DESIGN FEATURES: Combines fuselage of 737-700, strengthened in aft section, with centre-section, wing and landing gear of 737-800. Aviation Partners Inc winglets standard, affording 5 to 7 per cent reduction in cruise drag, resulting in four to five per cent increase in range; winglets evaluated in mid-1998 by 737-800 (N737BX), first flown on BBJ prototype (N737BZ) on 20 February 1999, received FAA approval on 6 September 2000 and fitted as standard.

POWER PLANT: Two CFM International CFM56-7 turbofans, each rated at 121.4 kN (27,300 lb st). Standard N-G 737 fuel of 26,025 litres (6,875 US gallons; 5,725 Imp gallons) contained in wing, plus between three and nine belly tanks; maximum combined capacity 40,582 litres (10,721 US gallons; 8,927 Imp gallons).
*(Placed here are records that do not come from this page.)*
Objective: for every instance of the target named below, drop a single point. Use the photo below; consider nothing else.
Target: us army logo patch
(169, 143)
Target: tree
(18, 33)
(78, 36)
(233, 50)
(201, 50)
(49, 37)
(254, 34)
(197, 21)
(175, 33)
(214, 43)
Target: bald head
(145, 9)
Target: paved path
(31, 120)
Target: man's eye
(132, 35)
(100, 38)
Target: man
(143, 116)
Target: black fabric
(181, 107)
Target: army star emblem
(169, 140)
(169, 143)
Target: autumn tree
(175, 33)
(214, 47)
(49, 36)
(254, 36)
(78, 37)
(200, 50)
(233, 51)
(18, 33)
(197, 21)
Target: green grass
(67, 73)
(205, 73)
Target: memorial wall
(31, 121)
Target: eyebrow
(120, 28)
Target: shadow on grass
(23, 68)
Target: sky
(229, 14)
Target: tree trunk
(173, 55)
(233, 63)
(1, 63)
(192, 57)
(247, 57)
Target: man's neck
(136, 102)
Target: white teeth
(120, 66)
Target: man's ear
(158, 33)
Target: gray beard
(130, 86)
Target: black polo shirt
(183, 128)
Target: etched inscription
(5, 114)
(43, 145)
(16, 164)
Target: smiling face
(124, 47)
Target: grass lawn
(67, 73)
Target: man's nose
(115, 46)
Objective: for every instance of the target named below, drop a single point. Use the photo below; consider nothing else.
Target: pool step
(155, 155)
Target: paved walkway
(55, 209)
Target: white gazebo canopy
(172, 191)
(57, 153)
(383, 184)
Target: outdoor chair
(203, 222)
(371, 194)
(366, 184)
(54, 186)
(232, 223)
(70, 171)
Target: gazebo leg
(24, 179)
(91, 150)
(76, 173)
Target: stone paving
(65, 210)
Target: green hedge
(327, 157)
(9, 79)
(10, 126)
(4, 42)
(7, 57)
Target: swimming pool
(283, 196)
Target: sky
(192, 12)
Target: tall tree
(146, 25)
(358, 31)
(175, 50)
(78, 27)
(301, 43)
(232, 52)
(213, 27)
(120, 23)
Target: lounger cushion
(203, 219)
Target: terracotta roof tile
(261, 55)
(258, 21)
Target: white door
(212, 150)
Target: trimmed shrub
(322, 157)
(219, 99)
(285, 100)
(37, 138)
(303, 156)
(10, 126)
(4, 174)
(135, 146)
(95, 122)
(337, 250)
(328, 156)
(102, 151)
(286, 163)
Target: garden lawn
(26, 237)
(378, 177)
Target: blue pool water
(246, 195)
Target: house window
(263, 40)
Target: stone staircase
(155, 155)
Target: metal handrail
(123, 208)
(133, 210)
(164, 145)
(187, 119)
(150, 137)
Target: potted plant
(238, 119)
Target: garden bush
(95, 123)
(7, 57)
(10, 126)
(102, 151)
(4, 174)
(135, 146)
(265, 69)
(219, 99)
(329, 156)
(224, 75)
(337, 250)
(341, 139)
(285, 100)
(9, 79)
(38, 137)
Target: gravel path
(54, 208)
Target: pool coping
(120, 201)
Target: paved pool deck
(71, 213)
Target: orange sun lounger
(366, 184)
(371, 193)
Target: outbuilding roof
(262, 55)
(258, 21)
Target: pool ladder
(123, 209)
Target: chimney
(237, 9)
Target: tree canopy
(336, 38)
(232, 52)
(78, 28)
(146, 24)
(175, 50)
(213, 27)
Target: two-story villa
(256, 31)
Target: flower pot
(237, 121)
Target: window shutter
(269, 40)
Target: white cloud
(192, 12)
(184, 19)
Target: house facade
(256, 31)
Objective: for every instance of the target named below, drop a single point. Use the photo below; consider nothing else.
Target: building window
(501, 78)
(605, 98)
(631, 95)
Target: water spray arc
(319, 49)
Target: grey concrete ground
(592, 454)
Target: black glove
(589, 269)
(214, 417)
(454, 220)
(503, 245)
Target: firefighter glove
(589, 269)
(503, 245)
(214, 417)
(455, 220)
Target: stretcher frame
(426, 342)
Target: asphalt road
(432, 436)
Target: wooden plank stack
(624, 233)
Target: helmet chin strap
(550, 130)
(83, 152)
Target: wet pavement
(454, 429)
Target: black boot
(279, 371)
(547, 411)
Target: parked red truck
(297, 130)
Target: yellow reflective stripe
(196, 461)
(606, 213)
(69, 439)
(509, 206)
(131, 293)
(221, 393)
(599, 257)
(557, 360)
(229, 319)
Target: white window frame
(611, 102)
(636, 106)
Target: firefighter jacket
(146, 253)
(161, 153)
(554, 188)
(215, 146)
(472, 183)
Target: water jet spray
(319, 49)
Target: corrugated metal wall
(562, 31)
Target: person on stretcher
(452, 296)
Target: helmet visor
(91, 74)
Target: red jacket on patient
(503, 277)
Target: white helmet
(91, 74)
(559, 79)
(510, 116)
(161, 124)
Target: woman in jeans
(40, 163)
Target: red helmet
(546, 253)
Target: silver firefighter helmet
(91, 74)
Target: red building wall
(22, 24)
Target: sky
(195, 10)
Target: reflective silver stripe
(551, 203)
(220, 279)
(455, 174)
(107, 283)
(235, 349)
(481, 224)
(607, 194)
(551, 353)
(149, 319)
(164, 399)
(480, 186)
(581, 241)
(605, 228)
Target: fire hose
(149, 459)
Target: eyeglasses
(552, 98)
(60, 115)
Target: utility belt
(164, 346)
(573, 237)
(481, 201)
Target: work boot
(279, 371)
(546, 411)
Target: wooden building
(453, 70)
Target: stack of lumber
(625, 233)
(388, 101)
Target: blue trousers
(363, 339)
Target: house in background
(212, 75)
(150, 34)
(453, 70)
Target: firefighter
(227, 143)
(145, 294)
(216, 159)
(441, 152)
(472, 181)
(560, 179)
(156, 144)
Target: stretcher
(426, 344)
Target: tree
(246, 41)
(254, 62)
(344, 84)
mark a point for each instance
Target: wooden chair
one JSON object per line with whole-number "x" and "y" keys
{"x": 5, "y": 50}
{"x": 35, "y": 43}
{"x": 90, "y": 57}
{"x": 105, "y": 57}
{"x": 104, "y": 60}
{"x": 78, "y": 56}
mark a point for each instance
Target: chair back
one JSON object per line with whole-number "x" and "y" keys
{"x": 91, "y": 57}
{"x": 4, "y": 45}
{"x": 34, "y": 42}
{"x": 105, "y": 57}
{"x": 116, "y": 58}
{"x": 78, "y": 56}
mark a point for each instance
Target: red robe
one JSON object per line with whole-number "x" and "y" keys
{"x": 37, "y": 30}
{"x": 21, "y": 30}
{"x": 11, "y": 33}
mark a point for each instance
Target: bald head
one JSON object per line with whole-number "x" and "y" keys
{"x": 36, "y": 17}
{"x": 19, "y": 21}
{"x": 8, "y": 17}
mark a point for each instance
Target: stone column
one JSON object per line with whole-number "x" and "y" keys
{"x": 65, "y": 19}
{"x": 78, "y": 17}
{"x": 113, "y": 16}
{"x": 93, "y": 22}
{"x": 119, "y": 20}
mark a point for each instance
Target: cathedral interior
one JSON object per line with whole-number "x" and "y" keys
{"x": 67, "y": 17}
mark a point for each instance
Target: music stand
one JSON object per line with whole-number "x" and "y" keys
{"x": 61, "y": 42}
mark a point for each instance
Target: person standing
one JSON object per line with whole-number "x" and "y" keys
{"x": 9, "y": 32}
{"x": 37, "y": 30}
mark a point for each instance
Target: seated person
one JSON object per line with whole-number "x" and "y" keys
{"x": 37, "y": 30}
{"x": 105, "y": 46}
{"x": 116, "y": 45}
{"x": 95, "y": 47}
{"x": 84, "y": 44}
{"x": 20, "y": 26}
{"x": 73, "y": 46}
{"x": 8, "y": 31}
ACCOMMODATION: To customer's choice; operating weights based on allowance of 5,624 kg (12,400 lb). Typical configuration includes forward lounge and private suite with double bed; mid-section conference room; 12 first class sleeper seats at 152 cm (60 in) pitch in two rows with centre aisle, and galley, lavatory and service area at rear, with crew rest area, galley and lavatory aft of flight deck. Alternative arrangements provide for exercise room/gymnasium, office, 24 first-class sleeper seats or high-density seating for up to 63 passengers, three abreast in two rows. Maximum 149 passengers in airline configuration. Cabin equivalent altitude reduced to 1,980 m (6,500 ft) from 2004, with retrofit available.

AVIONICS: Rockwell Collins Series 90 as core system.
Comms: Triple VHF comm with 8.33 kHz channel spacing; dual HF comm; L-3 Communications 120-minute CVR and Coltech Selcal.
Flight: Dual Rockwell Collins multimode GPS/ILS/VOR/DME receivers; dual ADF; TCAS II; predictive windshear; dual Smiths Industries flight management computers; dual Honeywell ADIRU; Honeywell EGPWS; L-3 Communications FDR and CVR; Flight Dynamics HGS 4000 head-up guidance system; Teledyne airborne navigation data recorder, digital flight data acquisition unit and quick-access recorder; Teledyne Navlink, including two additional navigation computers and electronic standby artificial horizon.
Instrumentation: Honeywell flat-panel LCD displays.
Mission: Optional Teledyne Telelink. C-40B equipment includes fibre-optic communications management system; worldwide secure voice and data transmission (UHF, VHF, HF, UHF and commercial satcom, Magnastar airphones, UHF/AM, Boeing Connexion data/video Broadband, secure conferencing and Wideband data and LAN).